Traditionally, the cultivation of Pleurotus sajor-caju is performed on different composted and pasteurized agricultural residues. The objective of this study was to investigate whether traditional composting and pasteurization processes could be replaced by washed and supplemented (mineral or organic) sugarcane bagasse. In one experiment, fresh sugarcane bagasse was immersed in hot water at 80°C for two hours (control) or washed in fresh water for one hour using an adapted machine for residue treatment. In another experiment, fresh sugarcane bagasse was washed in fresh water (control), and supplemented with corn grits (organic supplementation), or supplemented with nutrient solution (mineral supplementation). In the first experiment, the washed bagasse presented a average biological efficiency (ABE) of 19.16% with 44% contamination, and the pasteurized bagasse presented a ABE of 13.86% with 70% contamination. In the second experiment, corn grits presented the poorest performance, with a ABE of 15.66% and 60% contamination, while supplementation with the nutrient solution presented a ABE of 30.03%, whereas the control of 26.62%. Washing fresh sugarcane bagasse could suppress the pasteurized substrate in Pleurotus sajor-caju production, compensating a reduced ABE with a faster process.
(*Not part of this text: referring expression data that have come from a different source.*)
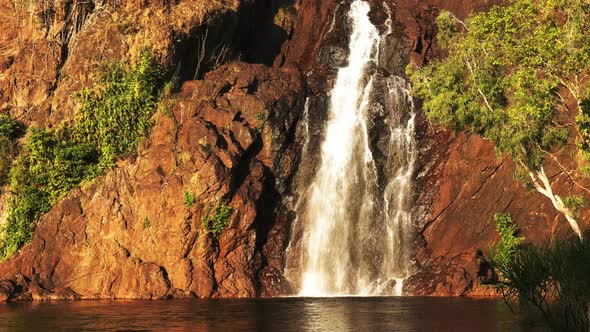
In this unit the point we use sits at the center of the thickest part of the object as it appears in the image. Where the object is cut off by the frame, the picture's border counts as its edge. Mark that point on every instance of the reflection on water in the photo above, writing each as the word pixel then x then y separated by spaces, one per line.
pixel 281 314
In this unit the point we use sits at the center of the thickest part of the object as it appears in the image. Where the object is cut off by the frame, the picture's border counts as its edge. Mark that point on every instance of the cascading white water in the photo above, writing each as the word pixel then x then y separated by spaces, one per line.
pixel 356 230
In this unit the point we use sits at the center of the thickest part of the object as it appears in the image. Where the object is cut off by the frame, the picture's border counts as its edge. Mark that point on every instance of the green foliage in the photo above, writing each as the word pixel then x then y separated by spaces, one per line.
pixel 507 73
pixel 217 223
pixel 553 281
pixel 10 131
pixel 189 199
pixel 146 223
pixel 116 112
pixel 114 115
pixel 47 169
pixel 574 203
pixel 509 243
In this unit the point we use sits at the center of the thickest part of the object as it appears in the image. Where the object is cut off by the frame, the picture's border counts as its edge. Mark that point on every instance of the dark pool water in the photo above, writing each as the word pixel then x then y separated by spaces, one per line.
pixel 280 314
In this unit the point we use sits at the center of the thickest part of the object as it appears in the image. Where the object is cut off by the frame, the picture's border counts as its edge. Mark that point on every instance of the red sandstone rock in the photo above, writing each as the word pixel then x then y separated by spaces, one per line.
pixel 129 235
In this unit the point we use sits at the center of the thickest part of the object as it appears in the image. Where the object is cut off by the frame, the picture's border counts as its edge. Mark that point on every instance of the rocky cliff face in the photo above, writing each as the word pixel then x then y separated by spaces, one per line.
pixel 232 136
pixel 131 234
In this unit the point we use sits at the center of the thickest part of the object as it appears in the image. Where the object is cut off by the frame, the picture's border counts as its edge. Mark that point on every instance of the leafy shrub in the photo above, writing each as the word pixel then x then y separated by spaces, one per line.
pixel 574 203
pixel 10 130
pixel 115 114
pixel 509 243
pixel 189 199
pixel 553 280
pixel 217 223
pixel 47 170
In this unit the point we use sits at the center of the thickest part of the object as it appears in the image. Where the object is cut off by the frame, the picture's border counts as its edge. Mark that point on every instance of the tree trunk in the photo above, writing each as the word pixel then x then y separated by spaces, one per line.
pixel 542 185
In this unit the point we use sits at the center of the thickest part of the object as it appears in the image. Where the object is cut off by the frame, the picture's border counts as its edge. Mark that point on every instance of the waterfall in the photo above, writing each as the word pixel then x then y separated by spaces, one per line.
pixel 355 218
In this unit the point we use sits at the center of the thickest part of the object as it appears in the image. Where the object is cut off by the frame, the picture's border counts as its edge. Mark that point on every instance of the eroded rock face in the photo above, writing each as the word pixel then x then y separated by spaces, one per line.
pixel 131 235
pixel 233 137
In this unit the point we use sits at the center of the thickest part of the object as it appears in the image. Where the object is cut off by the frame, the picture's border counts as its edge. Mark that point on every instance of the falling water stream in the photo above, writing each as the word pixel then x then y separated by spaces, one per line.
pixel 357 229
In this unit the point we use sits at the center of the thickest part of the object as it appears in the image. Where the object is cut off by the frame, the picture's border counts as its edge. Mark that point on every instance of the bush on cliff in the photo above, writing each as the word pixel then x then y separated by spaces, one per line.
pixel 517 75
pixel 553 280
pixel 114 115
pixel 10 130
pixel 217 219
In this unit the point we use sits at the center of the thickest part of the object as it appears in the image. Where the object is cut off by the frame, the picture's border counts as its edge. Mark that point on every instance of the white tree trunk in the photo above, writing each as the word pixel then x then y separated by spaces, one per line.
pixel 542 185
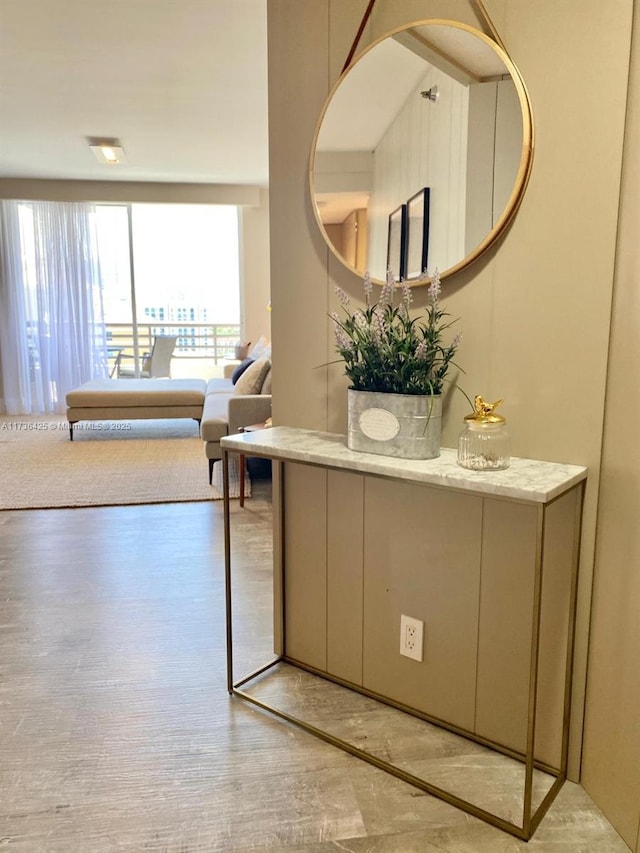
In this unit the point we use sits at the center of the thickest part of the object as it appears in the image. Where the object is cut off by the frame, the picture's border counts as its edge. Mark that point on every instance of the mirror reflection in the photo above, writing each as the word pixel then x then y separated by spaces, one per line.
pixel 431 126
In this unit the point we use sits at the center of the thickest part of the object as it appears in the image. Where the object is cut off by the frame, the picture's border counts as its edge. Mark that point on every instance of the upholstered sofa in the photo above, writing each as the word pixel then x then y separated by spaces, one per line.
pixel 240 399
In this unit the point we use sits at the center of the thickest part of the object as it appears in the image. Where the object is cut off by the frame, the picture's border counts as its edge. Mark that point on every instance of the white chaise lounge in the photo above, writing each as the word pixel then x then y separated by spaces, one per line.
pixel 135 399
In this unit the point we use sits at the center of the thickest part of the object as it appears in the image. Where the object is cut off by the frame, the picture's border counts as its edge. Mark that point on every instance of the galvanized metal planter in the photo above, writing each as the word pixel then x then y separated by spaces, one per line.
pixel 406 426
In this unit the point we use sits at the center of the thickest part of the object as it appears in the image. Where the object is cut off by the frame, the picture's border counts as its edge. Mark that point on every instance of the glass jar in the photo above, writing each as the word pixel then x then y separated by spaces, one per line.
pixel 484 443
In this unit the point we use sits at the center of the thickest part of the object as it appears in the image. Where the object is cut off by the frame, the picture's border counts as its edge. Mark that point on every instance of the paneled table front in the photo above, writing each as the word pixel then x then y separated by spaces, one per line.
pixel 487 561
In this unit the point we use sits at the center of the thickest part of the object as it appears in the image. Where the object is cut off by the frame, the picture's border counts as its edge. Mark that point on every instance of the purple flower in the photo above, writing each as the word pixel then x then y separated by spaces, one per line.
pixel 368 285
pixel 435 288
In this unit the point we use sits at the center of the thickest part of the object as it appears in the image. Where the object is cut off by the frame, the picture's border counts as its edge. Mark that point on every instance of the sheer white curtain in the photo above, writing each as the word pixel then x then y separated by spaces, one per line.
pixel 52 332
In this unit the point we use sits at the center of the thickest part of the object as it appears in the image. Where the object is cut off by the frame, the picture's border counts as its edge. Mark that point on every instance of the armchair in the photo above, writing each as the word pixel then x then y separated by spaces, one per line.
pixel 155 364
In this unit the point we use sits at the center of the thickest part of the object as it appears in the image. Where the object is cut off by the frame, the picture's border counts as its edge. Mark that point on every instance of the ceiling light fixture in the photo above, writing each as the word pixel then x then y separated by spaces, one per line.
pixel 107 151
pixel 431 94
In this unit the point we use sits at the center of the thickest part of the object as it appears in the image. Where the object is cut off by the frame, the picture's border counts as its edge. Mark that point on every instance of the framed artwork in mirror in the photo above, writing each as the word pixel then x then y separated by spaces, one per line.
pixel 397 242
pixel 417 243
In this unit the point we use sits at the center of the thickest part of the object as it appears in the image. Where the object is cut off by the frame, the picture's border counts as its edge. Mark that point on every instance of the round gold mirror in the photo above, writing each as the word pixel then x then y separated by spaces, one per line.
pixel 422 152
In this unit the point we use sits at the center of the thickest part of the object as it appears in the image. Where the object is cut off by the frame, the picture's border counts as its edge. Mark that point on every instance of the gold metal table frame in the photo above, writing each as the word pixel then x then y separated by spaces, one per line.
pixel 531 817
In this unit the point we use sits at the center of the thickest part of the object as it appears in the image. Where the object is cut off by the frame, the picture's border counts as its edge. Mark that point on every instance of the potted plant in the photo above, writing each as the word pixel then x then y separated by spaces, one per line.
pixel 397 366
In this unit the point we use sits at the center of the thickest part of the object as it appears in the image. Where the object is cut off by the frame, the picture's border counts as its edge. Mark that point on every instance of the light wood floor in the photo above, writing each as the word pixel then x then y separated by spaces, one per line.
pixel 117 733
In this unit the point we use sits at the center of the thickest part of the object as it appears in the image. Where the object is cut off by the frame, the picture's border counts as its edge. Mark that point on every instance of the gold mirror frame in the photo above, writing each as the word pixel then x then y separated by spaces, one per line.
pixel 523 170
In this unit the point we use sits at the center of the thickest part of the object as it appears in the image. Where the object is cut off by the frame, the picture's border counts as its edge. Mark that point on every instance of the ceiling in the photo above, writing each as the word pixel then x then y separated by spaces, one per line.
pixel 181 83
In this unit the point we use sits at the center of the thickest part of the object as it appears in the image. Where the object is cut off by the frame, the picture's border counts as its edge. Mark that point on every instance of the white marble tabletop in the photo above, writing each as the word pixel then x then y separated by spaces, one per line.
pixel 525 479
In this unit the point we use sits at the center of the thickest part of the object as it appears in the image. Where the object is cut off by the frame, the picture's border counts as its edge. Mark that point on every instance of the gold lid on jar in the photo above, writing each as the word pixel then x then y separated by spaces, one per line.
pixel 484 413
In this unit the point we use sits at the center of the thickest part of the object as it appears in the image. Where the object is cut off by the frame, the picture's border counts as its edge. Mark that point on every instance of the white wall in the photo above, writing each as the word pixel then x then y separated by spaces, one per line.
pixel 255 283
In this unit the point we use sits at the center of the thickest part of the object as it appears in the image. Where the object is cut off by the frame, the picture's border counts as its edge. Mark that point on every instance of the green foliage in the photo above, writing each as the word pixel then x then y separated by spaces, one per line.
pixel 385 350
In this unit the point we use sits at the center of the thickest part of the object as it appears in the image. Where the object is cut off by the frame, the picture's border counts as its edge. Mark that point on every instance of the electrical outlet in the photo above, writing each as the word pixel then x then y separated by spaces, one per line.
pixel 411 637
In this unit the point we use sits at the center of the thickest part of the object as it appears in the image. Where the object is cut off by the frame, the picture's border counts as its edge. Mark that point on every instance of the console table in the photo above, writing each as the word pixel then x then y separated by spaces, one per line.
pixel 486 561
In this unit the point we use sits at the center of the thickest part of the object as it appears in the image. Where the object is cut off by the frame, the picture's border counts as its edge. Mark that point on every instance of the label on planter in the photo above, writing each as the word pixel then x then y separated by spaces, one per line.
pixel 379 424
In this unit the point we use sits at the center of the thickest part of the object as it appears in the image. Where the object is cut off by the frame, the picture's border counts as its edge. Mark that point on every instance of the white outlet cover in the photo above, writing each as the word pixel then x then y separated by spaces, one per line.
pixel 411 637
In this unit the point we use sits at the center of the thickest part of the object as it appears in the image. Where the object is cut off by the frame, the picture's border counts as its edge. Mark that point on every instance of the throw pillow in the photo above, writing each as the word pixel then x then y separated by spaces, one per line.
pixel 240 369
pixel 252 379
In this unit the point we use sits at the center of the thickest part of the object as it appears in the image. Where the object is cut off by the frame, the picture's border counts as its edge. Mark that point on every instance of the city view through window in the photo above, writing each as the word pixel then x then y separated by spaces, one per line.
pixel 185 262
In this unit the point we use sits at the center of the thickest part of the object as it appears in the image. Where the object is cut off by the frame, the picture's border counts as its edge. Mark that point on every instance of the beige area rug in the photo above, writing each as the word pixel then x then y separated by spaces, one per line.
pixel 107 464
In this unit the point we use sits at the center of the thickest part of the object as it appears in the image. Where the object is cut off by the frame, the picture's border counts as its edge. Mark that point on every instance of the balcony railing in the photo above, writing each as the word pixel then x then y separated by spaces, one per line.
pixel 214 341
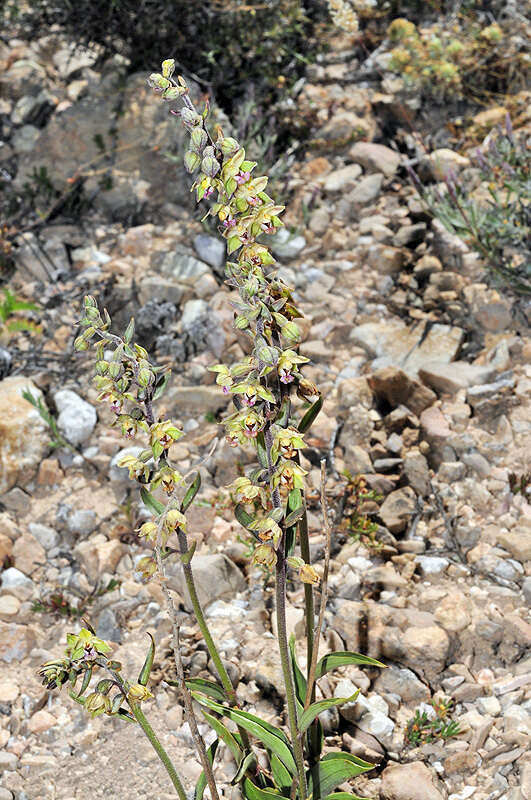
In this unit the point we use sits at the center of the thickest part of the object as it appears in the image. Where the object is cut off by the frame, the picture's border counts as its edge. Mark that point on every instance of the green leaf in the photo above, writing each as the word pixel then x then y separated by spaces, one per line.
pixel 283 780
pixel 243 517
pixel 247 763
pixel 300 681
pixel 224 734
pixel 145 672
pixel 343 658
pixel 191 492
pixel 308 419
pixel 202 781
pixel 274 739
pixel 334 769
pixel 317 708
pixel 252 792
pixel 209 688
pixel 151 504
pixel 232 244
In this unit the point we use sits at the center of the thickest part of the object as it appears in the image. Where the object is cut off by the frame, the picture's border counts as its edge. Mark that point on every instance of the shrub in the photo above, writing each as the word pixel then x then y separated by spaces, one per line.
pixel 460 60
pixel 495 219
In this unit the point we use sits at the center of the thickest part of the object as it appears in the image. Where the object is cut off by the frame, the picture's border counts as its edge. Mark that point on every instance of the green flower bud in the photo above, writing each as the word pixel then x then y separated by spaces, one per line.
pixel 210 166
pixel 190 118
pixel 191 161
pixel 158 81
pixel 229 146
pixel 198 140
pixel 168 67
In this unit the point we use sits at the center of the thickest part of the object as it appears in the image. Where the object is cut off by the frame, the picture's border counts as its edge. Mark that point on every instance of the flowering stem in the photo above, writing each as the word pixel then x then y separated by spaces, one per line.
pixel 158 748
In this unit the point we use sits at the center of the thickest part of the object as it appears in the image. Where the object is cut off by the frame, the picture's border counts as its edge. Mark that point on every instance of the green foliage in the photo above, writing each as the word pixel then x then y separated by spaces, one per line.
pixel 495 219
pixel 424 727
pixel 10 323
pixel 359 502
pixel 58 440
pixel 463 58
pixel 228 44
pixel 71 603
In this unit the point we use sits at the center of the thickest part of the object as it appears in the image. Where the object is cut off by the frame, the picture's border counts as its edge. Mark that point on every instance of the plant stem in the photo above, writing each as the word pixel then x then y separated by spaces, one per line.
pixel 203 627
pixel 286 667
pixel 158 748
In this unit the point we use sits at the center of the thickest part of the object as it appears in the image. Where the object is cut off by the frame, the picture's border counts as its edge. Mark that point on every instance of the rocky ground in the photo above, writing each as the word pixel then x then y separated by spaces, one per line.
pixel 425 372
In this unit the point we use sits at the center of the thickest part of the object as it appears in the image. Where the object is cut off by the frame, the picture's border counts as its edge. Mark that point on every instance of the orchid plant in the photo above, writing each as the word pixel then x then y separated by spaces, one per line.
pixel 274 406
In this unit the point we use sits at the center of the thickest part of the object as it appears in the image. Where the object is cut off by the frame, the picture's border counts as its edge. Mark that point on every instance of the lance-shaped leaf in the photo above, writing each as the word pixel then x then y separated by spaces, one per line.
pixel 153 505
pixel 274 739
pixel 343 658
pixel 308 419
pixel 252 792
pixel 317 708
pixel 191 492
pixel 187 557
pixel 145 672
pixel 334 769
pixel 247 763
pixel 209 688
pixel 283 780
pixel 202 781
pixel 225 735
pixel 245 519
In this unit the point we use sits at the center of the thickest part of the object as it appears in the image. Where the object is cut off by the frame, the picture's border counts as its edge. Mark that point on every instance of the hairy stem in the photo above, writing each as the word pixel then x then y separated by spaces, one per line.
pixel 190 715
pixel 158 748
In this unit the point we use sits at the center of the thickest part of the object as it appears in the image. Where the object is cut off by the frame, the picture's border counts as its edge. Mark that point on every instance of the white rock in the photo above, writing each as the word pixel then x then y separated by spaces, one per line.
pixel 77 418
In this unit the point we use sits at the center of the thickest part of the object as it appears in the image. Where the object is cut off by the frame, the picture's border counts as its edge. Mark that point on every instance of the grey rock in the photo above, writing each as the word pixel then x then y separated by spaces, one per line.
pixel 412 781
pixel 108 628
pixel 403 682
pixel 410 234
pixel 31 109
pixel 432 565
pixel 23 140
pixel 449 378
pixel 417 472
pixel 367 189
pixel 77 418
pixel 216 577
pixel 342 180
pixel 319 220
pixel 82 521
pixel 398 508
pixel 375 157
pixel 286 246
pixel 210 250
pixel 46 536
pixel 16 583
pixel 181 265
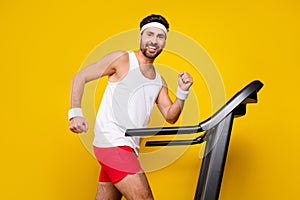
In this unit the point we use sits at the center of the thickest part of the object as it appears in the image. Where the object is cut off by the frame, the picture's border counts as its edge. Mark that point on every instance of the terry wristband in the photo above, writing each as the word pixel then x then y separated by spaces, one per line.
pixel 74 112
pixel 181 94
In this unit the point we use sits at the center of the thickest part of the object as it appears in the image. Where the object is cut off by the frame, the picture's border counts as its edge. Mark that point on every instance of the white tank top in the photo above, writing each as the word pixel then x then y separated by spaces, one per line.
pixel 126 104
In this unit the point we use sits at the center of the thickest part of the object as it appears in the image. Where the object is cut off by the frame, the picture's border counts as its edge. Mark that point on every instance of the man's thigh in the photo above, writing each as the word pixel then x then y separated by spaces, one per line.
pixel 135 187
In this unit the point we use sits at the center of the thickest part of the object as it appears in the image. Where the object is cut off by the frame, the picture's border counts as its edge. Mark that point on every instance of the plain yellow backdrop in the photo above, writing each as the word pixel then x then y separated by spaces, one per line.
pixel 44 43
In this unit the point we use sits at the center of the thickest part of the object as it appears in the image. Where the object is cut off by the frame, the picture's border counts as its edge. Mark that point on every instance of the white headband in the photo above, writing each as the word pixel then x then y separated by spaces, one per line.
pixel 154 24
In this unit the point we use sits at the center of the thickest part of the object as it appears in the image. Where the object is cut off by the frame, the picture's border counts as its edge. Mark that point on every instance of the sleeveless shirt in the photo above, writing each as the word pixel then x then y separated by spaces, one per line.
pixel 126 104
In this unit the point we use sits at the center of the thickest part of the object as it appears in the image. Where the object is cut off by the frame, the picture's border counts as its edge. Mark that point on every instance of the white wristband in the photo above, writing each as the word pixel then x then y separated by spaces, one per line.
pixel 74 112
pixel 181 94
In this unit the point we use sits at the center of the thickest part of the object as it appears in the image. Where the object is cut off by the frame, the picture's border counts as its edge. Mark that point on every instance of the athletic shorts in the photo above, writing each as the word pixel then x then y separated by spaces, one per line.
pixel 116 163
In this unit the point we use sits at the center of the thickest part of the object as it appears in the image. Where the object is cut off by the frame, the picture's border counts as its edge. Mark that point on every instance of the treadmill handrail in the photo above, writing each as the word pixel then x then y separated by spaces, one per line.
pixel 222 113
pixel 234 102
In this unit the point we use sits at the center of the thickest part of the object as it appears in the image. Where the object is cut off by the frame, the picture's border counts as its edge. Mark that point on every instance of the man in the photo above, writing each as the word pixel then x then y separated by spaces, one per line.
pixel 133 87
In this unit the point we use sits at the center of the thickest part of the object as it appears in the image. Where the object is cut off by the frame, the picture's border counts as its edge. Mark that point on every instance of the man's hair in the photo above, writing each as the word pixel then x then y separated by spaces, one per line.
pixel 155 18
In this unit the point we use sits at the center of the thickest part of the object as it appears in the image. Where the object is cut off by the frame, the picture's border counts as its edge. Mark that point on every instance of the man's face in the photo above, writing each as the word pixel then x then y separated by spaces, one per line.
pixel 152 42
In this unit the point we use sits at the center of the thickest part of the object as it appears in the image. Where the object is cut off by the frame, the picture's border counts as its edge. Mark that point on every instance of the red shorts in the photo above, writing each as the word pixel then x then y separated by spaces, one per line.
pixel 116 163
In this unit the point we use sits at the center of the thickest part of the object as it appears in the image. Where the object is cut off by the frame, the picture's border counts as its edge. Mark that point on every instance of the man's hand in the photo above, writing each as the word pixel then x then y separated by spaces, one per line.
pixel 185 81
pixel 78 125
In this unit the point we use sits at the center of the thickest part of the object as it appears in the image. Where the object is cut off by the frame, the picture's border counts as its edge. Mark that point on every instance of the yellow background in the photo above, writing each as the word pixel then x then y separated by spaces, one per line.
pixel 43 44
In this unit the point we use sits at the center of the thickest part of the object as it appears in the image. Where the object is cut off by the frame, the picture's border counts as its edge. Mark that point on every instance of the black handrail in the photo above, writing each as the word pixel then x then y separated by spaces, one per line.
pixel 244 96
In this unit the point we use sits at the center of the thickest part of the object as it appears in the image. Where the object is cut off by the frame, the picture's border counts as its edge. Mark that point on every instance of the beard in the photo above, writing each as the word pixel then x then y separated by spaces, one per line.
pixel 150 55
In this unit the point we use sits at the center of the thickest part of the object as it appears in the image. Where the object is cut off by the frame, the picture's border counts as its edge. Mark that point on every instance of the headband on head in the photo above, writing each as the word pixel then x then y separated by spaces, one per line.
pixel 154 24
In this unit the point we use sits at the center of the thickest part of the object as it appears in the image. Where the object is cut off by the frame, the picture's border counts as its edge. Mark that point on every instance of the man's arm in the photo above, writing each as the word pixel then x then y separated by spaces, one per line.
pixel 172 110
pixel 104 67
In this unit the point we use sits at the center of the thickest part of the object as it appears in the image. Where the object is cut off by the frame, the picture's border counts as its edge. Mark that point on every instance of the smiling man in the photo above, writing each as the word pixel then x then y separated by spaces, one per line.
pixel 134 86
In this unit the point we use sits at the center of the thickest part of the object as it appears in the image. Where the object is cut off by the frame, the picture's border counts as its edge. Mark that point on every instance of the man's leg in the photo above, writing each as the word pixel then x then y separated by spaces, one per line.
pixel 107 191
pixel 135 187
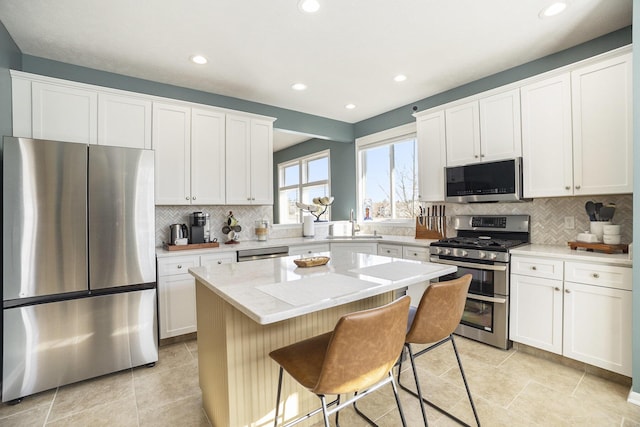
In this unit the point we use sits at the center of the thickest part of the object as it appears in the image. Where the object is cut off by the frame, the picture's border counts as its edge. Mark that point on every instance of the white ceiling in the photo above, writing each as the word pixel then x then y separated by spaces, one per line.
pixel 348 52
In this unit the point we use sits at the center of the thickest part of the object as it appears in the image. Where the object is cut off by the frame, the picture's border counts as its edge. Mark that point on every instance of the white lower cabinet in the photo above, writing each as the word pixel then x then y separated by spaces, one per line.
pixel 582 312
pixel 536 312
pixel 309 249
pixel 177 291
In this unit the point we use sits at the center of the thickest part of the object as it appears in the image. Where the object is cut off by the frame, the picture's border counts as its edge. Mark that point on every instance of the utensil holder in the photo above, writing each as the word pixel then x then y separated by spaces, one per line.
pixel 423 231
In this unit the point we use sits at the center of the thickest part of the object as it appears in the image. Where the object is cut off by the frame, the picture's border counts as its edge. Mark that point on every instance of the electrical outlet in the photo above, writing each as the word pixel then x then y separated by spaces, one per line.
pixel 569 222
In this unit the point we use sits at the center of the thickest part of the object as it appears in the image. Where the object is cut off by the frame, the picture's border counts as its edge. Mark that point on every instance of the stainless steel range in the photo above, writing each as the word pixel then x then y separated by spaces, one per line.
pixel 481 248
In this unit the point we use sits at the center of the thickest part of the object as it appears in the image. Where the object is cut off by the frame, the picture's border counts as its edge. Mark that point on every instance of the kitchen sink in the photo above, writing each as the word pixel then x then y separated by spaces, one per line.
pixel 356 237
Key words: basidiomycetes, substrate, pasteurization, supplementation
Tradicionalmente, o cultivo do Pleurotus sajor-caju é realizado utilizando-se diversos resíduos agrícolas, precedido dos processos de compostagem e pasteurização. O presente trabalho teve por objetivo comparar o processo de pasteurização com a lavagem do bagaço de cana-de-açúcar e avaliar formas de suplementação do bagaço, visando aumento na produtividade. No primeiro experimento, os colmos da cana-de-açúcar passaram por moenda para a extração do caldo, sendo em seguida desfibrados. No tratamento controle, o bagaço fresco foi pasteurizado em água a 80°C durante 2 horas e o outro tratamento consistiu na lavagem do bagaço fresco em centrífuga com água corrente à temperatura ambiente, por uma hora. No segundo experimento, utilizou-se a lavagem simples (tratamento controle), a suplementação do bagaço lavado com quirera de milho (suplementação orgânica) e com solução mineral (suplementação mineral). A eficiência biológica média (EBM) do cogumelo no bagaço fresco lavado (19,16%) não diferiu significativamente da obtida no bagaço fresco pasteurizado (13,86%), sendo a sua contaminação (44%) menor do que no bagaço pasteurizado (70%). No segundo experimento, a suplementação orgânica obteve o menor desempenho, com EBM de 15,66% e contaminação de 60%, diferindo da suplementação mineral e controle, com EBM de 30,03% e 26,62%, respectivamente. A lavagem do bagaço de cana-de-açúcar fresco poderá suprimir a pasteurização do substrato na produção de Pleurotus sajor-caju, compensando a eficiência biológica reduzida com a agilidade do processo.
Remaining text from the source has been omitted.